According to conventional wisdom, Karl Marx (1818-1883) was right about everything but communism. Yet, as Liedman writes toward the end of this long, overstuffed history, his ideas remain relevant. “It is the Marx of the nineteenth century, not the twentieth, who can attract the people of the twenty-first,” he writes, meaning that despite the deformities introduced to Marxist doctrine by way of the practical—and totalitarian—politics of Lenin, Stalin, and Mao, there are still good bones in the house that Marx built. Liedman examines the man and his ideas alike, sometimes finding unpleasant moments in both—for instance, the ugly anti-Semitism and more-than-casual racism of his essay “On the Jewish Question,” which manifested in a dark tradition of anti-Semitism among “various socialist and communist traditions.” Marx was also famously fractious, and in some instances even his closest collaborators found themselves targets of his mouth and pen.

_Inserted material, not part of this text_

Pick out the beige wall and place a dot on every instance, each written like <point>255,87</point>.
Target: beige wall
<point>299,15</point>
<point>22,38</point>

Even when he was not aroused to anger, he found constant reason to take up contrary positions, so that within the pages of the Communist Manifesto, one finds both Friedrich Engels’ attack on and Marx’s defense of marriage. Throughout, Liedman notes, Marx remained true to his Hegelian roots, making particular use of the concept of sublation, meaning, perhaps confusingly, that “something was both abolished and raised to a higher level,” whether marriage or private property or, to name a darker instance, the state. Some readers may wish that Marx had gone with his earlier desire to become a poet instead of a philosopher of such matters, but this book makes clear that Marx’s ideas, going on two centuries old, still have meaning in the present.
Outstanding. Not the book for a budding Marxist to start with, but certainly one to turn to for reference and deeper insight.